In the film a low-ranking member of the President's Cabinet becomes President himself. In Bear Force One, set in 2009, a Catholic terrorist organization assassinates President Clinton, VP Obama and a string of successors, including Ted Kennedy and Chuck Norris, until the presidency settles on the gay bear Secretary of Agriculture, Buck Marshall. With his First Cub and adopted daughter in tow, Buck sets Air Force One on course for Fur Fest until the Catholic assassins—who happen to be female conjoined twins in this version—take over the plane.
Is Bear Force One good? Well, no. It's a totally silly, skit-like story offering little in the way of production values, loosely cobbled together through an improvisational process by its 10 cast members. Is it sassy and fast and frequently funny and often crude? Well, yes. First Daughter India-China bursts into show tunes at the drop of an emotion ( as do several of Buck's bear advisors ) , and the assassins accuse Buck of 'running from us like a twink.' The terrorists threaten to shave the First Cub, a torture worse than death. To take back his plane, President Marshall ( 'call me Buck' ) and his followers strip down and 'bear up' in jockstraps, cut-off shorts and leather.
Dressed to stomp, they are not exactly a gang of Colt muscle bears. Indeed not one of them looks like he ever heard of a gym. But they are authentic in looks and attitude ( but not serious attitude ) as they breezily wing their way through the tale, sometimes literally winging as they improvise bits around the set story. In other words, Bear Force One is a typical down-and-dirty, fast-and-loose, non-PC Annoyance Productions show. Buy your drink at the bar, sit back, buckle up and take it like a man.

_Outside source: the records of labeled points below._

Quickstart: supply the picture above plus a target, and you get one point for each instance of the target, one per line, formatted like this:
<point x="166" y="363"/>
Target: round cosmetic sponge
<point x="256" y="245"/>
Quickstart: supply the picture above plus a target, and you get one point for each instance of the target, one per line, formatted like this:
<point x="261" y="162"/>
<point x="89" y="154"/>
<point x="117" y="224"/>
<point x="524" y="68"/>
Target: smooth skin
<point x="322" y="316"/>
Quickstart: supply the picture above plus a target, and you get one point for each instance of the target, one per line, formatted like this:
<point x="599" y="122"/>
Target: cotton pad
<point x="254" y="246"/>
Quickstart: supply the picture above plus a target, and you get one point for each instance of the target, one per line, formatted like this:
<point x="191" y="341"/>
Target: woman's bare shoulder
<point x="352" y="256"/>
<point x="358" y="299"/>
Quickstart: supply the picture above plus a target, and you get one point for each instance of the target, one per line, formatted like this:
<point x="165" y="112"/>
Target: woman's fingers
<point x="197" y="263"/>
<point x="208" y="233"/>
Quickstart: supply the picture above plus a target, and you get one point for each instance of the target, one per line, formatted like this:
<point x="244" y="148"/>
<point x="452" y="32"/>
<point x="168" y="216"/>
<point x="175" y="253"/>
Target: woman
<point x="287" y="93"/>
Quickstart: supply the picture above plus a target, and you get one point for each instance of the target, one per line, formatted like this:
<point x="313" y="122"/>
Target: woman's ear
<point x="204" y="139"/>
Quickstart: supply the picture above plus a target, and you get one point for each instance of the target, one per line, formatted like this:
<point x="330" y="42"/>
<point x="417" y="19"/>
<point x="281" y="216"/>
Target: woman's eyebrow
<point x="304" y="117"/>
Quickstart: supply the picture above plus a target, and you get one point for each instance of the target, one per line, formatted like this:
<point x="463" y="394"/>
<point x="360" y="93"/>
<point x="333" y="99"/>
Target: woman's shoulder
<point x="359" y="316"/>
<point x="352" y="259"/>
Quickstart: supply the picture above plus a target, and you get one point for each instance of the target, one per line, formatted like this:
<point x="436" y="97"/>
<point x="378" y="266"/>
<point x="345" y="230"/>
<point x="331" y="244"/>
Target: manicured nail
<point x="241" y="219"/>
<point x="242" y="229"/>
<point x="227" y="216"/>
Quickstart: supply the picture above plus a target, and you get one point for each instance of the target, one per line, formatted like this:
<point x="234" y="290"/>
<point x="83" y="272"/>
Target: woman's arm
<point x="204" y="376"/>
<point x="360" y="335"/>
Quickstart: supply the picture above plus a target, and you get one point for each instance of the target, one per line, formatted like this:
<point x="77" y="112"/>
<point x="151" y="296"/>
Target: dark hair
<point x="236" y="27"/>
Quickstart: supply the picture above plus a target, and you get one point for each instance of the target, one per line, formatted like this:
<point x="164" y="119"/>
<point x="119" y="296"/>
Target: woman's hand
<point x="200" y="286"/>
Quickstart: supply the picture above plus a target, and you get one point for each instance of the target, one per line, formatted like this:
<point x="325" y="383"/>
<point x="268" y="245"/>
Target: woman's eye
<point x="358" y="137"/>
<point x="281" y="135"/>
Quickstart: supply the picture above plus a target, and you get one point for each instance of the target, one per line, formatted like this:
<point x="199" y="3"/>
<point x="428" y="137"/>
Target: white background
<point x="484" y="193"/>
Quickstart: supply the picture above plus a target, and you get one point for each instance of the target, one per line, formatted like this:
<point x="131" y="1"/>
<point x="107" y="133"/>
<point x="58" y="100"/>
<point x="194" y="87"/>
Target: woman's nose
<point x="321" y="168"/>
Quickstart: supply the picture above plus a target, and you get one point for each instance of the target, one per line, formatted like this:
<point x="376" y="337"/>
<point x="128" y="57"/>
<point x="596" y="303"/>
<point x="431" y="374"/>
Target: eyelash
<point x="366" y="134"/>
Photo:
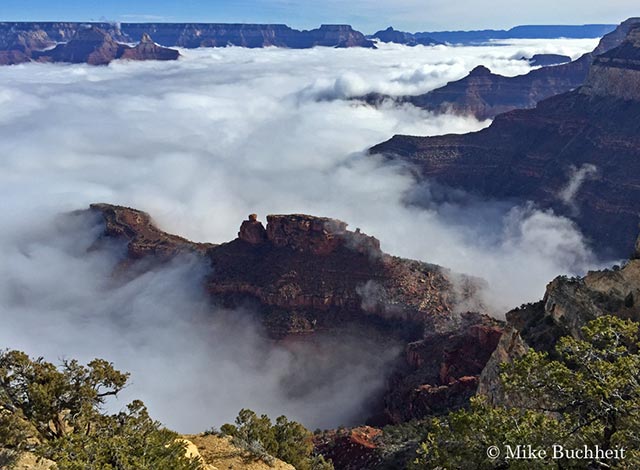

It only lasts 90 minutes, including a brief intermission.
The Bear Force One cast features Tim Paul ( Buck ) , Steve Hnilicka ( First Cub ) and Emily Candini ( India-China ) in the principal roles. The director—a loose term in a show like this—is Leah Gotcsik.
The Annoyance always has been an LGBT-friendly place, hovering on the edge of a formal LGBT identity without ever going over. As Annoyance Productions founder Mick Napier said to me about Bear Force One, 'It's really retarded,' which he meant in the best possible way, possums.
Bear Force One plays Fridays only at 8 p.m.